Do I need acoustic foam in my listening room?


I'm buying a new house and plan to build a listening room in the basement. The room will be (approximately) 14 feet wide and 16 feet deep with an 8 foot ceiling. There will be carpet on the floor and the room will be closed in with French doors on one side.

The speakers will be sitting close to 3 feet from the front wall and there will be at least 3 feet behind the couch. I have a sub that I place betwen the two speakers.

Will acoustic foam help with the sound? Do I need bass traps? If so, how would you arrange the panels?

Thanks

//jim
spender_1
If this is a dedicated room, almost like an audio studio, use foam. It works best. Other room treatments are compromises intended to look reasonably acceptable in a living room.

If you have any freedom to alter room dimensions this would do more good than any tratment. Talk to Rives.
Try to sit more than 3 feet from the back wall. 38% of room length is often the optimum position.

Of course acoustic treatment will help with sound - foam or anything else to absorb.

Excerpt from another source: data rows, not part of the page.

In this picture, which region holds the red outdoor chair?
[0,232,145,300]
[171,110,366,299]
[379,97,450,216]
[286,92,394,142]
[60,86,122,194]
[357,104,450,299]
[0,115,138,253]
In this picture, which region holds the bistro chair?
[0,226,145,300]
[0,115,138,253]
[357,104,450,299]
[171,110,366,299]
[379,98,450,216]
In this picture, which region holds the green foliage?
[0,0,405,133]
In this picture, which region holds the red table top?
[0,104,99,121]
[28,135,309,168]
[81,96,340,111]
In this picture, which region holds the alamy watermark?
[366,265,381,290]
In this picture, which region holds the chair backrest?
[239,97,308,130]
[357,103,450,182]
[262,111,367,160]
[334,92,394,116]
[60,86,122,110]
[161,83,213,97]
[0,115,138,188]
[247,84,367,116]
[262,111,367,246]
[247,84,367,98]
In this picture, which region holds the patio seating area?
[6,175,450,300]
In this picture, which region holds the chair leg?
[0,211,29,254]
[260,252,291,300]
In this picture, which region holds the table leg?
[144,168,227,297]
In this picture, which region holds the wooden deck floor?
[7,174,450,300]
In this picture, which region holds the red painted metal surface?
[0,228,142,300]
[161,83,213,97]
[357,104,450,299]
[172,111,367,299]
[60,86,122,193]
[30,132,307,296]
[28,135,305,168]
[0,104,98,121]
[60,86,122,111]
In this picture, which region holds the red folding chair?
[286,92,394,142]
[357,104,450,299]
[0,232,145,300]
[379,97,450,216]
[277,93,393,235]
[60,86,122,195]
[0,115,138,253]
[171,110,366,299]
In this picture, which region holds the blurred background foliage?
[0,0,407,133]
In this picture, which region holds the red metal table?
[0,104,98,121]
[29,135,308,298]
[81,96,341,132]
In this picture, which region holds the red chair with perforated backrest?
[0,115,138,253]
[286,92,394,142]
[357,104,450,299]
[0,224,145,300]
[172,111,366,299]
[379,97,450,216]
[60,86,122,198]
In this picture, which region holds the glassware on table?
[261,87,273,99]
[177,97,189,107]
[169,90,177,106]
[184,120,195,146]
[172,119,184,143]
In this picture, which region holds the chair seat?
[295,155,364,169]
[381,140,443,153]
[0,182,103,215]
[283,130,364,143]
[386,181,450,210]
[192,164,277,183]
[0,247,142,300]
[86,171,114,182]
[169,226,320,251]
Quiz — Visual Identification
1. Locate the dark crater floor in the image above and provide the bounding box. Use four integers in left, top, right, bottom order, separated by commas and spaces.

Probably everyone could benefit form treatment in a domestic setting.....the problem is aesthetics and WAF, as heavy acoustic treatments look pretty ugly in most cases, unless you enjoy feeling like you are an extra on a Buck Rogers or Flash Gordon set!
The 2 common types of traps are foam, or rockwool based. The foam is more effective on higher frequency, the rockwool is more dense, and better for lower frequency control.

Try to plot the response of your room before you apply any fix. Adding foam to a room with a really bad low freq spike won't show as much improvement as a real bass trap.

John C.
If you need to buy in bulk, I have found foambymail.com to be an excellent source. They supply foam for all sorts of applications, but they do have an acoustic division that could answer questions.
Lenrd bass traps from Auralex in the front corners will help tremendously in taming the megaphone effect from those areas of your room and will even out the reponse. Also I use the small 2 inch thick 1 foot sq panels on top of my bookcase where noone can see them and I think they help.

In my recording studio I cover about 30% of the walls with 2 inch thick 2 x 4 foot panels and this quiets the ping effect from drywall to a great degree. I am able to obtain good soundstaging while monitoring and that translates well to other playback systems and formats.